Creating a Culture of Innovation

Les Edwards3 Comments


Halifax, Nova Scotia

A few months ago, I read a fascinating article in Forbes magazine about a culture change being pursued by the city of Halifax, Nova Scotia. City leaders strongly believe their economic future depends on innovation and entrepreneurship, not traditional initiatives like offering tax incentives or funding infrastructure projects. They know they need a new and bolder approach – something that gets to the heart of changing the city’s culture.

I was intrigued by how a city or organization would go about changing a culture of pessimism and competitiveness to one that emphasizes innovation (creating the new) versus production (optimizing the old). The article talked about the need for a control-alt-delete reboot of the community’s human operating system. This can happen by rewriting the social contract so people thrive collaboratively through shared behaviors. The Greater Halifax Partnership has labeled this “The Bold Promise,” where people commit to being part of a movement toward a better Halifax; one that is open to new people, new ideas, and a new economy.

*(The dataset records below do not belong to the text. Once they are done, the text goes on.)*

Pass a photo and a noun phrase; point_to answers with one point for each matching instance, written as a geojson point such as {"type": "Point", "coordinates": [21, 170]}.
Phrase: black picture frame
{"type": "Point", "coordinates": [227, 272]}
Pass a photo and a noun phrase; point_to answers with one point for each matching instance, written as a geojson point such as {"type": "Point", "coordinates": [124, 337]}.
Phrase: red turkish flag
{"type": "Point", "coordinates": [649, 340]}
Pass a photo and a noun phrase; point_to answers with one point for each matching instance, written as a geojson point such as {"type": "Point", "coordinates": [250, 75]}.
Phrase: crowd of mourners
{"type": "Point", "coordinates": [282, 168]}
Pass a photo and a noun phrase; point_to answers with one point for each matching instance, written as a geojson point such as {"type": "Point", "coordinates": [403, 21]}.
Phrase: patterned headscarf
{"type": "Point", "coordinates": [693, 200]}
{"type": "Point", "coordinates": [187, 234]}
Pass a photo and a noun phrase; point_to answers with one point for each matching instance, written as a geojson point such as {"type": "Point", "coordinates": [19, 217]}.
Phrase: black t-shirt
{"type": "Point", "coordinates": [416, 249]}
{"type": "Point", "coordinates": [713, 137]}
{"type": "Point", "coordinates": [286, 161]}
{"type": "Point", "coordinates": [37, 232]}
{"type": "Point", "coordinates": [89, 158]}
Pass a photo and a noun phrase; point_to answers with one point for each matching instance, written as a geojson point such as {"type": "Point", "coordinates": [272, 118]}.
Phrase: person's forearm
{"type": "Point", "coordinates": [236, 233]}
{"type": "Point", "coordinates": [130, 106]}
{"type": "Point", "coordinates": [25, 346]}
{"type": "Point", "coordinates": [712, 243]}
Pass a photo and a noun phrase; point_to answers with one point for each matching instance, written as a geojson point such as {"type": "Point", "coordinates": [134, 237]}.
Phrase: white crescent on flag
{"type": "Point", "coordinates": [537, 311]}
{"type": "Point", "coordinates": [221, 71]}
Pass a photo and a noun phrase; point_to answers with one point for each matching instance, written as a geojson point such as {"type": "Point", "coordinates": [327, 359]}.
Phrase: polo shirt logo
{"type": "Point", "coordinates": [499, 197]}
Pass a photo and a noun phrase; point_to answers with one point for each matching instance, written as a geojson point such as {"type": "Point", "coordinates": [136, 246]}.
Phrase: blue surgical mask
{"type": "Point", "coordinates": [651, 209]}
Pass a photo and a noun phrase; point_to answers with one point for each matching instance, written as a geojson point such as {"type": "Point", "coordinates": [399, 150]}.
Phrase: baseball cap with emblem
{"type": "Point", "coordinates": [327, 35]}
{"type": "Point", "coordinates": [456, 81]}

I was also struck by the behaviors Halifax wants its citizens to commit to: 1) be positive, 2) challenge pessimism, 3) trust and be trusted, 4) collaborate, 5) pay it forward, and 6) celebrate success. To me, these are good goals for any community or organization that wants to change its culture, because they inspire new behaviors. And history has shown that culture change occurs only when collective behavior changes.

The Halifax article came back to me this week when we announced some internal organization changes at Rain CII and Rütgers. We are continuing to integrate our companies and make changes that position us as a strong global leader in the carbon and chemicals sectors. Like Halifax, we know our future depends on innovation, collaboration, and an enthusiasm for change. We’re working hard to further embed these behaviors into our culture. There’s a reason the leaders of Halifax are taking a bold new approach to ensure their future success. We agree wholeheartedly.

What sort of culture-changing experience have you been a part of? Let us know about it in the conversation field, below.

3 Comments on “Creating a Culture of Innovation”

    1. Peter Wagner

      Those are nice, aren’t they, Marc? It seems to me that it’s easy to lose sight of the basic elements of decency, kindness, and collegiality — and the people in Halifax have done a good job articulating what they believe will make them a stronger community. I wonder what sorts of things business organizations around the world have used to describe the actions and behaviors they most want to see from their employees?

  1. Les Edwards

    Thanks Marc. Alouette is a good example of a company that has a strong culture of innovation. My take is that this is due partly to your independent management team and strong desire to be an industry leader and low cost producer but also, to your geographical isolation. It is not so easy to call in outside help when people have to travel all the way to Sept Iles! You set the industry benchmark for low energy consumption with your AP3X cells and your newly developed AP40LE cells. It was also great to see Alouette and UQAC win the Light Metals Best paper award in the Reduction Technology sessions at this years TMS meeting. You can probably teach us all a thing or two about embedding a culture of innovation!